2025/04/23
エンジニアの就活はスタートが早く、大学院進学を決めて27卒になった私もそろそろ就活について考えたほうが良い時期になってきました。ということで、私が今までしてきたことなどについて振り返りながら言語化することで、自己分析兼就活のネタにしようと思います。制作物についてもここに乗せようと思っていたのですが、意外に長くなってしまったので別のエントリに分けようと思います。
大学入学
補欠合格で大学にギリギリ滑り込んだ私は、特に誇ることがない人間でした。高校では落ちこぼれ側で、理系コースだったのに数IIIも物理も化学も全く理解せず赤点を取り続けていました。何者かになりたかった私は、得意だったゲームの配信や動画投稿を帰宅後にしていました。ただ、鳴かず飛ばずで結局途中でやめてしまいました。
このころ、大学入学直後に受けさせられたTOEICの点が700点台で回りと比べて高めだったことから、なんとなく英語がアイデンティティとなり、年末には英検準一級をほぼ満点で合格したりするなどしました。
VRChatとの出会い
アイデンティティだった英語ですが、いわゆる受験英語ばかり得意になり、リスニングやスピーキングができなかったことがコンプレックスでした。英語を本当の意味で「喋れる」ようになるためには英語で話す練習が必要ということで、私が目を付けたのがVRChatでした。VRChatは仮想空間上に世界中からプレイヤーが参加し、ボイスチャットやテキストチャットができるプラットフォームです。映画「サマーウォーズ」のOZのようなイメージです。

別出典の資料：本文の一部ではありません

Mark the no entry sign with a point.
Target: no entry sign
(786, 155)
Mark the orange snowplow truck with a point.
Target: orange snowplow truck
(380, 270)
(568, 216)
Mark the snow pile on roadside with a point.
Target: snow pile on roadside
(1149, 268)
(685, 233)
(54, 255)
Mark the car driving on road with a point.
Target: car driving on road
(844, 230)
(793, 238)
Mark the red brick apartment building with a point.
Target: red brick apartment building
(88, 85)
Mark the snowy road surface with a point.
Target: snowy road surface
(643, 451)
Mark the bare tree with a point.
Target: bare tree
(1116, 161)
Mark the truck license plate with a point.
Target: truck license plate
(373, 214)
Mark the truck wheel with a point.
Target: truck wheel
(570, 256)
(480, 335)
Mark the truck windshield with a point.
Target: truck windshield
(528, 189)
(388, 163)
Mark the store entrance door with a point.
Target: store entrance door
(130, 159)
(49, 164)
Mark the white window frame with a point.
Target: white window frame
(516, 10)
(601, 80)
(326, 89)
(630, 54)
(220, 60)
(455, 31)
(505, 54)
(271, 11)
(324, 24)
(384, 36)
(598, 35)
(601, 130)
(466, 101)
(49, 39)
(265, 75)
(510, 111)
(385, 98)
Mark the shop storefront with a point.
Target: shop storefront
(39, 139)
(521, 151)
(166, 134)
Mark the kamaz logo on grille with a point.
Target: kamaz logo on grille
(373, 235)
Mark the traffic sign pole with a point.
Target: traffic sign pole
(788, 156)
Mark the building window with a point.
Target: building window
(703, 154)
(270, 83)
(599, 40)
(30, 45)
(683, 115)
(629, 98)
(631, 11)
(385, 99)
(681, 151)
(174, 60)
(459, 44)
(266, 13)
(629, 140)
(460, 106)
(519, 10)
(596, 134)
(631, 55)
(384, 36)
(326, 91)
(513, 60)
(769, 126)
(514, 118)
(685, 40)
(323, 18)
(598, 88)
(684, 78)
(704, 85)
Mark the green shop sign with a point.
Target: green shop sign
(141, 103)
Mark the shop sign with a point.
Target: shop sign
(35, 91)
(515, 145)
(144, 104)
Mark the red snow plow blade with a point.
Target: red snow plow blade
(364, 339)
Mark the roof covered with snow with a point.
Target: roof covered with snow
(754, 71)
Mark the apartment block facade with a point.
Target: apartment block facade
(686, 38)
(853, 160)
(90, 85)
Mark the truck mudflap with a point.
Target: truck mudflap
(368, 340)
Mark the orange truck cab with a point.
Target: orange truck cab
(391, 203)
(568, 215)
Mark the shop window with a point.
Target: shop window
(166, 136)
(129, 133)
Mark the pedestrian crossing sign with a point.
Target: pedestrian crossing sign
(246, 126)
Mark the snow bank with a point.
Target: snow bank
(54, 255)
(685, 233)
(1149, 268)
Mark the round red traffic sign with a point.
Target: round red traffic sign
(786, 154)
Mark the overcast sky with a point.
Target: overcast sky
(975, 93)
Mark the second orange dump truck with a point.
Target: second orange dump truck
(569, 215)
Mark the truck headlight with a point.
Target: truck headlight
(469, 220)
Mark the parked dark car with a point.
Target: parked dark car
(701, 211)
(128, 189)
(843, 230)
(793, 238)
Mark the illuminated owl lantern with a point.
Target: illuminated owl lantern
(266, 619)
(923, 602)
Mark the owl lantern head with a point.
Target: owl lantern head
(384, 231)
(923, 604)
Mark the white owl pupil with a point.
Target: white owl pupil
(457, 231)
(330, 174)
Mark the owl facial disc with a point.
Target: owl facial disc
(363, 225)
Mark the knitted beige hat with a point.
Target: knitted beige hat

私の狙いはこのゲームを通じて海外の友達をたくさん作り、英語力を楽しく上げることでした。
EN-JP Exchange
VRChatは基本肉声でコミュニケーションをとる場所なのですが、なかなか最初は抵抗がありました。いろんなワールドをめぐる中で最初に行きついたのは中国人コミュニティ。中国の大学で日本語を専攻しているという同世代くらいの人に出会い、その人のフレンドである中国人たちと知り合ってお互いつたない日本語と英語でやり取りするようになりました。後から知ったのですが、VRChatでは日本人が人気で(=アニメやゲームが人気なのと、日本人は日本人同士でつるむことが多く、そもそも遭遇するのが難しいため)なんとなくチヤホヤされていたことや国際交流をしている非日常感が楽しく、すっかりハマってしまいました。
そんな中で出会った7か国語くらい喋れる(⁉)マレーシア人の方にEN-JP Exchangeという英語練習にうってつけの場所があると聞き、通うようになりました。EN-JP Exchangeというワールドの特性上、日本や日本語に興味のある人が多く、ブラジルやフィリピン、カナダやアメリカなど様々な国のフレンドができました。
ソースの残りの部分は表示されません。